The disclosed system 200 may offer significant benefits for both retailers and customers, making the shopping experience more convenient and efficient. These benefits may include: convenience wherein users may quickly and easily purchase items without having to wait in line at a checkout counter; accuracy since the system 200 may reduce the risk of human error in the checkout process and ensure that customers are charged the correct amount for their purchases; cost savings to enable retailers to save on labor costs by reducing the number of checkout counters and cashiers needed in their stores; and enhanced customer experience by providing a faster and more convenient checkout process to enable retailers to improve the overall shopping experience for their customers.

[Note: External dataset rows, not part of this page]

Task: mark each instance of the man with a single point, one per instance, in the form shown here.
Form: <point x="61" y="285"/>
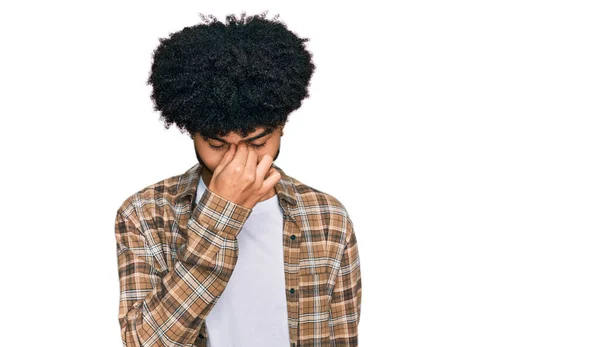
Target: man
<point x="234" y="252"/>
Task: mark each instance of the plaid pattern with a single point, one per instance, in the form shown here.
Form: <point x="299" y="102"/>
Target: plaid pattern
<point x="175" y="259"/>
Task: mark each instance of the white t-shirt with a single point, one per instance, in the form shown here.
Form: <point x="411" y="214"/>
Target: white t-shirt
<point x="252" y="311"/>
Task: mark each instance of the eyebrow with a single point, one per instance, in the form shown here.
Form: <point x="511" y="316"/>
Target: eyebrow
<point x="264" y="133"/>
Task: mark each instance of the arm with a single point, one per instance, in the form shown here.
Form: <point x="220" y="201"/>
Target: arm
<point x="166" y="311"/>
<point x="347" y="294"/>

The flowcharts and block diagrams in the Figures illustrate the architecture, functionality, and operation of possible implementations of systems, methods, and computer program products according to various embodiments of the present invention. In this regard, each block in the flowcharts or block diagrams may represent a module, segment, or portion of code, which comprises one or more executable instructions for implementing the specified logical function(s). It should also be noted that, in some alternative implementations, the functions noted in the block may occur out of the order noted in the Figures. For example, two blocks shown in succession may, in fact, be executed substantially concurrently, or the blocks may sometimes be executed in the reverse order, depending upon the functionality involved. Other implementations may not require all of the disclosed steps to achieve the desired functionality. It will also be noted that each block of the block diagrams and/or flowchart illustrations, and combinations of blocks in the block diagrams and/or flowchart illustrations, may be implemented by special purpose hardware-based systems that perform the specified functions or acts, or combinations of special purpose hardware and computer instructions.